Lawmakers approved $5.5 million in additional, one-time general funds for nursing homes in 2018, over the veto of Republican Paul LePage, the governor at the time. LePage, who unsuccessfully tried to roll back minimum wage increases, called the legislation a “short-term fix.”


The budget this year of new governor Mills, a Democrat, included $8.5 million to extend such funding.

Still, Jonesport Selectman William Milliken said lawmakers have been too slow to act. His community lost its nursing home in 2018 in a sudden closure that surprised many residents and led to the loss of 30 jobs.

“The impact is that their loved one is now at least a half hour away, further away than they were before,” Milliken said. “The impact for that patient is they’re not seeing familiar faces every day.”

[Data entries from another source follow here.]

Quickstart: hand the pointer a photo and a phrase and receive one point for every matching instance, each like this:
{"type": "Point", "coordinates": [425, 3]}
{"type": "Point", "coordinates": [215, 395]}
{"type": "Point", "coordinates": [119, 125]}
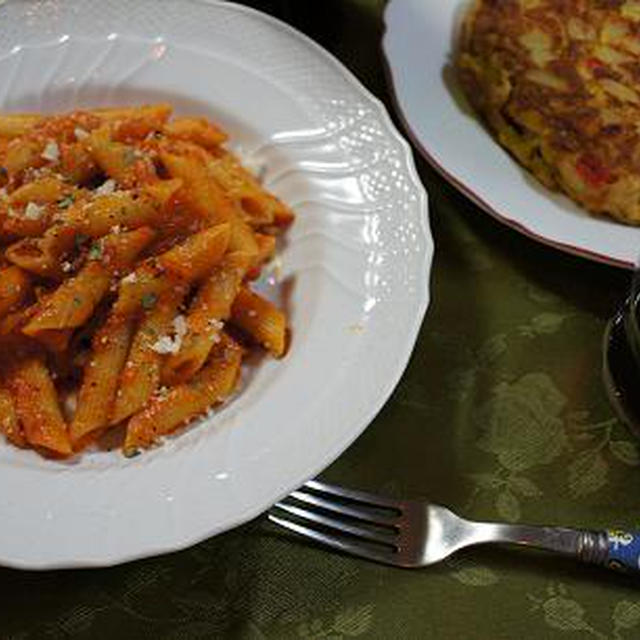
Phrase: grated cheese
{"type": "Point", "coordinates": [216, 325]}
{"type": "Point", "coordinates": [172, 344]}
{"type": "Point", "coordinates": [80, 134]}
{"type": "Point", "coordinates": [51, 151]}
{"type": "Point", "coordinates": [33, 211]}
{"type": "Point", "coordinates": [106, 188]}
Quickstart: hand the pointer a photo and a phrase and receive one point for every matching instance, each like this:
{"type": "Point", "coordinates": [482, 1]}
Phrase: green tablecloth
{"type": "Point", "coordinates": [501, 415]}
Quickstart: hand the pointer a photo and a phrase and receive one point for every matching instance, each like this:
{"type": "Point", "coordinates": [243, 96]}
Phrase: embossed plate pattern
{"type": "Point", "coordinates": [354, 276]}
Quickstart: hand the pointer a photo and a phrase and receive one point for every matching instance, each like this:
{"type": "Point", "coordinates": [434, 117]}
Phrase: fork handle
{"type": "Point", "coordinates": [614, 548]}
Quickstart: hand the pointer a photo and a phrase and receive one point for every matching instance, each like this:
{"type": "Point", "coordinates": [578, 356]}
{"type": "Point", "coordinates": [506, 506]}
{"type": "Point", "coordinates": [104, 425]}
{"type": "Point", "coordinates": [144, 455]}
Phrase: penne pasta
{"type": "Point", "coordinates": [15, 125]}
{"type": "Point", "coordinates": [74, 302]}
{"type": "Point", "coordinates": [197, 130]}
{"type": "Point", "coordinates": [261, 320]}
{"type": "Point", "coordinates": [15, 287]}
{"type": "Point", "coordinates": [207, 313]}
{"type": "Point", "coordinates": [110, 347]}
{"type": "Point", "coordinates": [127, 239]}
{"type": "Point", "coordinates": [155, 336]}
{"type": "Point", "coordinates": [167, 411]}
{"type": "Point", "coordinates": [206, 198]}
{"type": "Point", "coordinates": [36, 405]}
{"type": "Point", "coordinates": [9, 424]}
{"type": "Point", "coordinates": [195, 257]}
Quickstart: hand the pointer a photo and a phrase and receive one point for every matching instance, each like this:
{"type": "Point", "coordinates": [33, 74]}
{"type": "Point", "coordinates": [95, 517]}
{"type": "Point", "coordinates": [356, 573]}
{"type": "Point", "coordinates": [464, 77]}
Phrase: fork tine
{"type": "Point", "coordinates": [344, 527]}
{"type": "Point", "coordinates": [354, 512]}
{"type": "Point", "coordinates": [351, 494]}
{"type": "Point", "coordinates": [336, 542]}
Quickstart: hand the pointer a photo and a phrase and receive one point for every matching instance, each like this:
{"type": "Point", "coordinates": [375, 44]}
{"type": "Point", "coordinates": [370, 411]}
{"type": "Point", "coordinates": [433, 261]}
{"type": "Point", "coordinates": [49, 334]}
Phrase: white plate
{"type": "Point", "coordinates": [355, 268]}
{"type": "Point", "coordinates": [418, 44]}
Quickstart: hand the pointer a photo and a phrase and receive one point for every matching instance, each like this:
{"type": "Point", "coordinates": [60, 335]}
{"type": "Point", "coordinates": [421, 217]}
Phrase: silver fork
{"type": "Point", "coordinates": [416, 533]}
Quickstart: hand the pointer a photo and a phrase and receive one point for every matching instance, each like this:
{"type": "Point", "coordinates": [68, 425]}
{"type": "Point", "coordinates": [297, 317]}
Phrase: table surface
{"type": "Point", "coordinates": [501, 414]}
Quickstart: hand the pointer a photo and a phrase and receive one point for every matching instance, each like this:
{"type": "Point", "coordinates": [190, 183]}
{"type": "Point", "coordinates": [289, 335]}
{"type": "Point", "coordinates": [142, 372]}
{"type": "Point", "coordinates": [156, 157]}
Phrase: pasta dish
{"type": "Point", "coordinates": [128, 244]}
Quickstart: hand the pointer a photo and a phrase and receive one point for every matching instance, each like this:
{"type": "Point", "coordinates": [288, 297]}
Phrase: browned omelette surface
{"type": "Point", "coordinates": [558, 82]}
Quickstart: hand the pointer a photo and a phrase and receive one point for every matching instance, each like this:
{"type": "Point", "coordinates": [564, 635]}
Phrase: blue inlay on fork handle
{"type": "Point", "coordinates": [623, 550]}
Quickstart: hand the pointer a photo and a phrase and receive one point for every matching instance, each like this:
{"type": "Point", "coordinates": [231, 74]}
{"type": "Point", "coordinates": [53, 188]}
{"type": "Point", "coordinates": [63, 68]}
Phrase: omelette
{"type": "Point", "coordinates": [558, 84]}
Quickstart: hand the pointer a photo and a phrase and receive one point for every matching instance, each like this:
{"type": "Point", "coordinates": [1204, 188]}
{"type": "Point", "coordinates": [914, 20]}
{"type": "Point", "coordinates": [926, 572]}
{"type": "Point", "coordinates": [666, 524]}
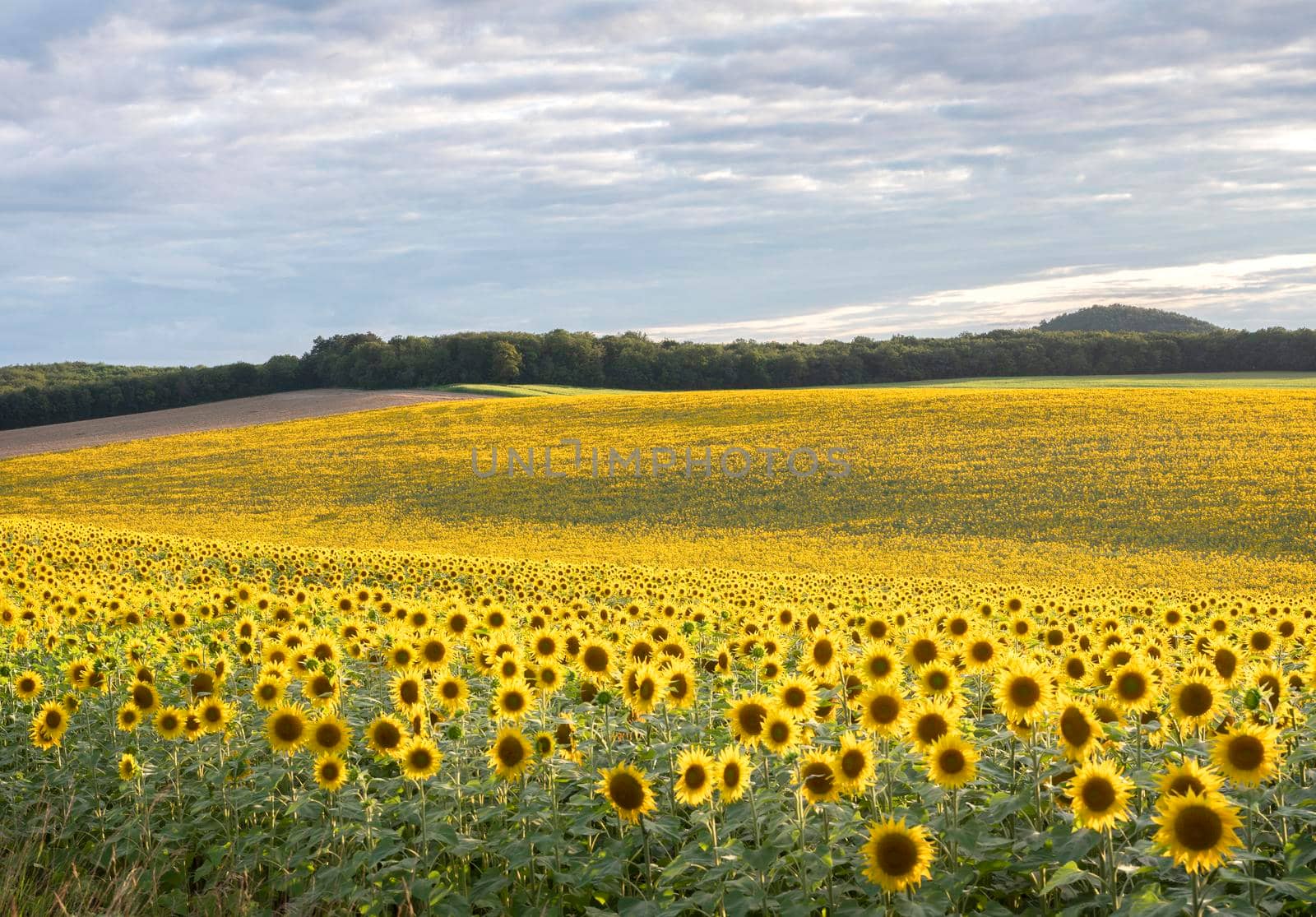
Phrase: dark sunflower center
{"type": "Point", "coordinates": [952, 761]}
{"type": "Point", "coordinates": [1198, 828]}
{"type": "Point", "coordinates": [289, 728]}
{"type": "Point", "coordinates": [1247, 753]}
{"type": "Point", "coordinates": [595, 660]}
{"type": "Point", "coordinates": [819, 778]}
{"type": "Point", "coordinates": [1195, 699]}
{"type": "Point", "coordinates": [1226, 664]}
{"type": "Point", "coordinates": [1132, 686]}
{"type": "Point", "coordinates": [1076, 728]}
{"type": "Point", "coordinates": [752, 719]}
{"type": "Point", "coordinates": [931, 728]}
{"type": "Point", "coordinates": [1098, 795]}
{"type": "Point", "coordinates": [1184, 783]}
{"type": "Point", "coordinates": [897, 854]}
{"type": "Point", "coordinates": [1270, 684]}
{"type": "Point", "coordinates": [885, 710]}
{"type": "Point", "coordinates": [1024, 692]}
{"type": "Point", "coordinates": [625, 791]}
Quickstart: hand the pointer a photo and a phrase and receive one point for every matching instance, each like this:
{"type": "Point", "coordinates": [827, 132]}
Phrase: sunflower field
{"type": "Point", "coordinates": [190, 724]}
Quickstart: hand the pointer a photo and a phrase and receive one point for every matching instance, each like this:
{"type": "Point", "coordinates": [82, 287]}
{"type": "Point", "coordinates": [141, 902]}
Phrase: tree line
{"type": "Point", "coordinates": [635, 361]}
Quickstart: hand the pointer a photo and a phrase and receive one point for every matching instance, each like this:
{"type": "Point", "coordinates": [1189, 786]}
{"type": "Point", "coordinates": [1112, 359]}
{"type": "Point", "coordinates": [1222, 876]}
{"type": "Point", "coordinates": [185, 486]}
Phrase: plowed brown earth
{"type": "Point", "coordinates": [216, 416]}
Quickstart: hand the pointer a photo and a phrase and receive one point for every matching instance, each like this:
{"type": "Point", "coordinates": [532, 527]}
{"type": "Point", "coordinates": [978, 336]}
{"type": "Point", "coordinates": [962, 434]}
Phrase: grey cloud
{"type": "Point", "coordinates": [230, 179]}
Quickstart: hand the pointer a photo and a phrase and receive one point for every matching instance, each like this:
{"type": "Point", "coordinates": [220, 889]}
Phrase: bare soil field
{"type": "Point", "coordinates": [216, 416]}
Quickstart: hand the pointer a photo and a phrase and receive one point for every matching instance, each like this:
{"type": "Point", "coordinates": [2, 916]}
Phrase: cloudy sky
{"type": "Point", "coordinates": [203, 180]}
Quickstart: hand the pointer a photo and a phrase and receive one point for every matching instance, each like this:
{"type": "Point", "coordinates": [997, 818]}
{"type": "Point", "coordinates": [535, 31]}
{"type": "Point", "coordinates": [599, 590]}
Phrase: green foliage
{"type": "Point", "coordinates": [1118, 317]}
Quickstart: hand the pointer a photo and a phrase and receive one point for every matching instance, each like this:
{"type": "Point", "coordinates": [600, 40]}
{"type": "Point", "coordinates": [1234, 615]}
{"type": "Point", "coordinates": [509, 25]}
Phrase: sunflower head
{"type": "Point", "coordinates": [1199, 831]}
{"type": "Point", "coordinates": [419, 758]}
{"type": "Point", "coordinates": [952, 762]}
{"type": "Point", "coordinates": [1101, 795]}
{"type": "Point", "coordinates": [331, 772]}
{"type": "Point", "coordinates": [386, 734]}
{"type": "Point", "coordinates": [1248, 753]}
{"type": "Point", "coordinates": [511, 754]}
{"type": "Point", "coordinates": [818, 778]}
{"type": "Point", "coordinates": [897, 857]}
{"type": "Point", "coordinates": [734, 774]}
{"type": "Point", "coordinates": [695, 776]}
{"type": "Point", "coordinates": [628, 791]}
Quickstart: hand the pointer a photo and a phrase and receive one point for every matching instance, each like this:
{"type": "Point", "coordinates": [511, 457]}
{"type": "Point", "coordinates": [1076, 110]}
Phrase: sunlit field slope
{"type": "Point", "coordinates": [1135, 486]}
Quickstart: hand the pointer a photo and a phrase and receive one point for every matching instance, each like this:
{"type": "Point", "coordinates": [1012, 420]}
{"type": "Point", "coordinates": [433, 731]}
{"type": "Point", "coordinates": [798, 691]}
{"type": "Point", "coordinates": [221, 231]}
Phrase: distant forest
{"type": "Point", "coordinates": [633, 361]}
{"type": "Point", "coordinates": [1118, 317]}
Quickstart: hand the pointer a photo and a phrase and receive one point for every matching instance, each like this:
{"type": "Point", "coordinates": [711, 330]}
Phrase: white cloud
{"type": "Point", "coordinates": [1193, 289]}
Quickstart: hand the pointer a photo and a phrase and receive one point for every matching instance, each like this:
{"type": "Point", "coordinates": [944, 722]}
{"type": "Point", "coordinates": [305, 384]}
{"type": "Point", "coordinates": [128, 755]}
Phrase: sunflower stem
{"type": "Point", "coordinates": [649, 862]}
{"type": "Point", "coordinates": [827, 850]}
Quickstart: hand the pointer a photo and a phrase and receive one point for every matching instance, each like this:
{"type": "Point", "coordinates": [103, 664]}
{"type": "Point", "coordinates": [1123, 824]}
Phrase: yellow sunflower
{"type": "Point", "coordinates": [747, 719]}
{"type": "Point", "coordinates": [386, 734]}
{"type": "Point", "coordinates": [285, 728]}
{"type": "Point", "coordinates": [331, 772]}
{"type": "Point", "coordinates": [1248, 754]}
{"type": "Point", "coordinates": [170, 721]}
{"type": "Point", "coordinates": [1079, 730]}
{"type": "Point", "coordinates": [897, 857]}
{"type": "Point", "coordinates": [818, 778]}
{"type": "Point", "coordinates": [781, 732]}
{"type": "Point", "coordinates": [952, 762]}
{"type": "Point", "coordinates": [1198, 831]}
{"type": "Point", "coordinates": [510, 756]}
{"type": "Point", "coordinates": [734, 774]}
{"type": "Point", "coordinates": [628, 791]}
{"type": "Point", "coordinates": [28, 684]}
{"type": "Point", "coordinates": [855, 763]}
{"type": "Point", "coordinates": [1190, 776]}
{"type": "Point", "coordinates": [1101, 795]}
{"type": "Point", "coordinates": [329, 734]}
{"type": "Point", "coordinates": [453, 693]}
{"type": "Point", "coordinates": [1023, 691]}
{"type": "Point", "coordinates": [419, 758]}
{"type": "Point", "coordinates": [695, 776]}
{"type": "Point", "coordinates": [882, 710]}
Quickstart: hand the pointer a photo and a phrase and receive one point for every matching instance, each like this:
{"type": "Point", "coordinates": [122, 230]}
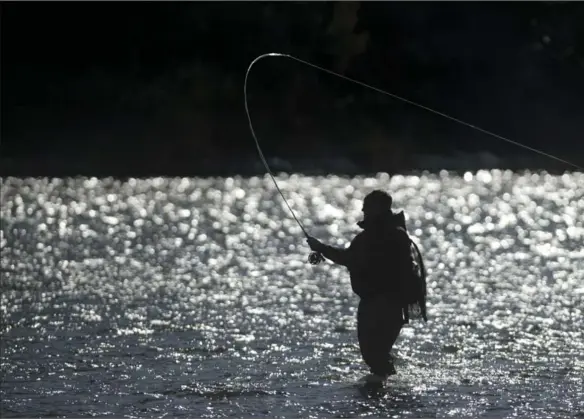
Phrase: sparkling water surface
{"type": "Point", "coordinates": [193, 297]}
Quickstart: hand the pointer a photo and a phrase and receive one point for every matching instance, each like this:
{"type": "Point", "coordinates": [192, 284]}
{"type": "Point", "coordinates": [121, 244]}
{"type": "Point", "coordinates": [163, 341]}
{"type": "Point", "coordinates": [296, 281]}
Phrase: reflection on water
{"type": "Point", "coordinates": [193, 297]}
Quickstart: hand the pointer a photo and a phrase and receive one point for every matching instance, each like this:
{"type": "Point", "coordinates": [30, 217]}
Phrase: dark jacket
{"type": "Point", "coordinates": [378, 256]}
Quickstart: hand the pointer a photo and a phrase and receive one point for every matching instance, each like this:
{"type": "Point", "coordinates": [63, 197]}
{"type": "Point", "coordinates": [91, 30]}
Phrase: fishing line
{"type": "Point", "coordinates": [376, 89]}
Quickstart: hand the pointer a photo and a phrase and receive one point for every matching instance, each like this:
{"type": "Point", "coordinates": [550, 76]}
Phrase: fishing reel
{"type": "Point", "coordinates": [315, 258]}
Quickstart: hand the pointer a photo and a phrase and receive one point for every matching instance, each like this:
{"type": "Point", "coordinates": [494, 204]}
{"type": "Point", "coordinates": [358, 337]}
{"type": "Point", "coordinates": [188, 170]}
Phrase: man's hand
{"type": "Point", "coordinates": [313, 243]}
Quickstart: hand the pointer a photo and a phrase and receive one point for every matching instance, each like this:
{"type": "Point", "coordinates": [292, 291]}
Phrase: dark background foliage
{"type": "Point", "coordinates": [129, 88]}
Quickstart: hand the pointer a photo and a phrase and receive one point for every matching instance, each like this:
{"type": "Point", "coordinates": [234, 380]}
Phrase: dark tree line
{"type": "Point", "coordinates": [162, 82]}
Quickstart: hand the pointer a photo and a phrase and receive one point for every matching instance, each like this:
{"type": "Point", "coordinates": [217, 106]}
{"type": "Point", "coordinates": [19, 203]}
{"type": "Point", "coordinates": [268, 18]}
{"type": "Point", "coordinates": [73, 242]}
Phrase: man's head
{"type": "Point", "coordinates": [376, 203]}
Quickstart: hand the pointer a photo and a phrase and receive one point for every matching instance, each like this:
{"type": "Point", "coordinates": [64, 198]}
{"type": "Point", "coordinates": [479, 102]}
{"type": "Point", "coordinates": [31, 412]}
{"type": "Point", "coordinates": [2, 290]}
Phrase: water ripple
{"type": "Point", "coordinates": [192, 297]}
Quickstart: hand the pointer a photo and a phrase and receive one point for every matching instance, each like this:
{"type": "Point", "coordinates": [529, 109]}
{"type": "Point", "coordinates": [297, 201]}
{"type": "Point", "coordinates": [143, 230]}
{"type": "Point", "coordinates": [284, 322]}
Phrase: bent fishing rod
{"type": "Point", "coordinates": [315, 257]}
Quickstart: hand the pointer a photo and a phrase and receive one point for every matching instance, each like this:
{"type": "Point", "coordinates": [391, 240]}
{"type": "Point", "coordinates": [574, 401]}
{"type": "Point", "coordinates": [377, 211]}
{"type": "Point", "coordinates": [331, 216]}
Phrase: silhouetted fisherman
{"type": "Point", "coordinates": [379, 261]}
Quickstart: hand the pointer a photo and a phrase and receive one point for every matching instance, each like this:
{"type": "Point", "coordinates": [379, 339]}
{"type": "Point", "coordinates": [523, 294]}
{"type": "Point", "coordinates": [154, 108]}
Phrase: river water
{"type": "Point", "coordinates": [192, 297]}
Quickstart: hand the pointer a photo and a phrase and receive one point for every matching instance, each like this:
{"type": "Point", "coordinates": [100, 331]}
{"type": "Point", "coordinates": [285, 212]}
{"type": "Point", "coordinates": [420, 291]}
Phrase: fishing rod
{"type": "Point", "coordinates": [315, 257]}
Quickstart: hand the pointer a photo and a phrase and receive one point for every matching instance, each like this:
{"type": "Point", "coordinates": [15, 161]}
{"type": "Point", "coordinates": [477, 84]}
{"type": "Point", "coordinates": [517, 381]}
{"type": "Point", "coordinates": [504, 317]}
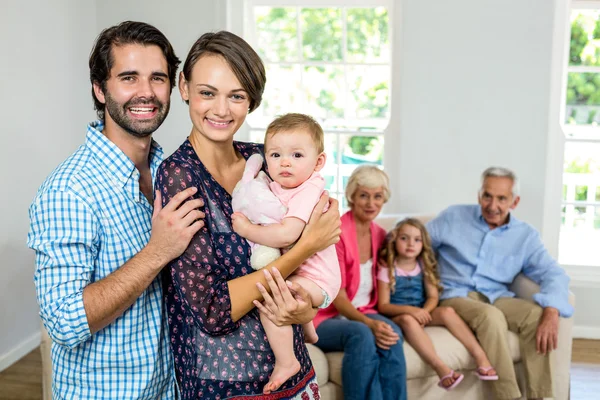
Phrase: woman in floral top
{"type": "Point", "coordinates": [220, 348]}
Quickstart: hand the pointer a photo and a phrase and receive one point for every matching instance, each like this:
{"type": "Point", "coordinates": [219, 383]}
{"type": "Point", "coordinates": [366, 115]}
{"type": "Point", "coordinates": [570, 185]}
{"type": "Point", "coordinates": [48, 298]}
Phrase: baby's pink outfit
{"type": "Point", "coordinates": [323, 267]}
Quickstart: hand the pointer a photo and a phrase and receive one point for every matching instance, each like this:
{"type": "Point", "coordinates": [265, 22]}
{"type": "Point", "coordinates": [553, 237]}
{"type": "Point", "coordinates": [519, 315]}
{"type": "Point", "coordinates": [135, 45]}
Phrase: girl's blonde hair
{"type": "Point", "coordinates": [426, 258]}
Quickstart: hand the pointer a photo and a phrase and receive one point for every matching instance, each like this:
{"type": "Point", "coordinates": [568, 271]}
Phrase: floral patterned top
{"type": "Point", "coordinates": [215, 357]}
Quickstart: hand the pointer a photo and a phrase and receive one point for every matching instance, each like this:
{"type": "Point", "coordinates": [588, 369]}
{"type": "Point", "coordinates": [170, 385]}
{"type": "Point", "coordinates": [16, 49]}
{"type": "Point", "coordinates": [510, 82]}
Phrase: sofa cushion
{"type": "Point", "coordinates": [451, 351]}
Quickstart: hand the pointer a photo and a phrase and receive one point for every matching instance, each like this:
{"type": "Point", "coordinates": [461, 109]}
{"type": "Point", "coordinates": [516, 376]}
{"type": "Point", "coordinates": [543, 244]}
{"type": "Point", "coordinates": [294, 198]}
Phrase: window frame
{"type": "Point", "coordinates": [581, 275]}
{"type": "Point", "coordinates": [249, 33]}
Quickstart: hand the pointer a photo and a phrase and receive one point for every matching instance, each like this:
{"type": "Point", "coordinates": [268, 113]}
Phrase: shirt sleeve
{"type": "Point", "coordinates": [383, 274]}
{"type": "Point", "coordinates": [303, 202]}
{"type": "Point", "coordinates": [64, 233]}
{"type": "Point", "coordinates": [200, 281]}
{"type": "Point", "coordinates": [553, 281]}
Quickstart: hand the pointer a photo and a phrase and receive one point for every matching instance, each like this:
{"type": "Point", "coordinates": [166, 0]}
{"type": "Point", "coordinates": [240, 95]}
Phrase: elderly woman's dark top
{"type": "Point", "coordinates": [215, 357]}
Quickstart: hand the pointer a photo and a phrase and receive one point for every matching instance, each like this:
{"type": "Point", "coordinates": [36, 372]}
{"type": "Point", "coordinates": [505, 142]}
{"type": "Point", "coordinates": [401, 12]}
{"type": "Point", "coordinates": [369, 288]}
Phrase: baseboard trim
{"type": "Point", "coordinates": [586, 332]}
{"type": "Point", "coordinates": [15, 354]}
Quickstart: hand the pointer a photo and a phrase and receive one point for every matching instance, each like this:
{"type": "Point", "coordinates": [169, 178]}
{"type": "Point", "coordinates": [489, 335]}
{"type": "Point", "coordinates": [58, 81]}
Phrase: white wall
{"type": "Point", "coordinates": [471, 89]}
{"type": "Point", "coordinates": [478, 83]}
{"type": "Point", "coordinates": [182, 22]}
{"type": "Point", "coordinates": [44, 108]}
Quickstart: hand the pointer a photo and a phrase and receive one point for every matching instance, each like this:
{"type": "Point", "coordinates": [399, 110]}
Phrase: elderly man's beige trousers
{"type": "Point", "coordinates": [491, 324]}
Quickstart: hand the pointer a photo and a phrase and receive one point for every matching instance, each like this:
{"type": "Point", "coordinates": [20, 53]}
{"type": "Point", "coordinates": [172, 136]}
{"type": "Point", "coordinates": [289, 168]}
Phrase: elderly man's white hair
{"type": "Point", "coordinates": [501, 173]}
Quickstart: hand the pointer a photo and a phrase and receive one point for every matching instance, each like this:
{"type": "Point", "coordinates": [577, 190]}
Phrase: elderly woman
{"type": "Point", "coordinates": [373, 366]}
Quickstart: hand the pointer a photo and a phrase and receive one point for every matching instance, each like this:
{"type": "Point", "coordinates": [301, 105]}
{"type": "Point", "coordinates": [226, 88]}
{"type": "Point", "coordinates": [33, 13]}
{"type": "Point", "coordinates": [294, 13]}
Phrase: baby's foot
{"type": "Point", "coordinates": [281, 373]}
{"type": "Point", "coordinates": [311, 336]}
{"type": "Point", "coordinates": [447, 377]}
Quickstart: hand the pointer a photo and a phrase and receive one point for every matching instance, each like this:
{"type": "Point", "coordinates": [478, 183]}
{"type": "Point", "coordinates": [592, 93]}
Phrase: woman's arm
{"type": "Point", "coordinates": [322, 230]}
{"type": "Point", "coordinates": [199, 278]}
{"type": "Point", "coordinates": [278, 235]}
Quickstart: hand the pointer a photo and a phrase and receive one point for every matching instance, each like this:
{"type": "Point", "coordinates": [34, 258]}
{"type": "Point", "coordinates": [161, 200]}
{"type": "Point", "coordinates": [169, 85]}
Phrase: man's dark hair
{"type": "Point", "coordinates": [128, 32]}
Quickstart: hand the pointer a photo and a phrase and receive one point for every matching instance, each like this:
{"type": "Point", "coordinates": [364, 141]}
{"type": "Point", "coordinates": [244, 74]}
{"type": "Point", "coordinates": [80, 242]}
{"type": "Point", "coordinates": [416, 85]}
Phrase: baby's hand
{"type": "Point", "coordinates": [240, 223]}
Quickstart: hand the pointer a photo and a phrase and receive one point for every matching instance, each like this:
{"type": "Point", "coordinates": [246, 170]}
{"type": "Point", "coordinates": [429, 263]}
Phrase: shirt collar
{"type": "Point", "coordinates": [112, 158]}
{"type": "Point", "coordinates": [503, 227]}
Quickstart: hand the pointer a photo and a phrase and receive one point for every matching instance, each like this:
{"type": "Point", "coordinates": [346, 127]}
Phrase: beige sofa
{"type": "Point", "coordinates": [421, 379]}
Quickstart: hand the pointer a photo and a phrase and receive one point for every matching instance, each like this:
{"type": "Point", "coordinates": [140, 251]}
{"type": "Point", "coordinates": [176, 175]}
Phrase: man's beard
{"type": "Point", "coordinates": [137, 128]}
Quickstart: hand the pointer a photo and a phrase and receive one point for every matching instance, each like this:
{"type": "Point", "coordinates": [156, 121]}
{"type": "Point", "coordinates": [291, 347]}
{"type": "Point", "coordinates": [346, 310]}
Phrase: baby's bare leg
{"type": "Point", "coordinates": [316, 297]}
{"type": "Point", "coordinates": [281, 340]}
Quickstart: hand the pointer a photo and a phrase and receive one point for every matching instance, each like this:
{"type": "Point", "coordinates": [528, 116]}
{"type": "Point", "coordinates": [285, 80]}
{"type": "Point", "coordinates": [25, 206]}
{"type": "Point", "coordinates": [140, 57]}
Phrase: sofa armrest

Nursing homes are struggling to find workers as retail jobs offer similar wages, Milliken said. “The state has dropped the ball,” he said.

Maine lawmakers this year passed an additional $1 million in funding for nursing homes, but Mills held up the bill over concerns that it would exceed a federal limit on payments to providers and jeopardize several million dollars of federal funding.

Republicans and the Maine Health Care Association question that decision. Lawmakers in the last hours of the legislative session weighed a fiscal note for the amended bill that originally said the Department of Health and Human Services could limit nursing home payments to below the federal limits.


But the agency this week said the issue is unclear.

“As adjustments were made to the bill in the waning hours of the session and without adequate time for assessment by the department, is it not clear that the department can adjust reimbursements out of line with what the Legislature has directed,” Farwell said.

The Legislature could weigh such funding in January as Mills’ administration reviews the funding situation with a consultant.

“We believe there is a path forward,” said Health and Human Services Commissioner Jeanne Lambrew. “We just need to sit down, work it through and make sure it is consistent with federal law, as well as state direction.”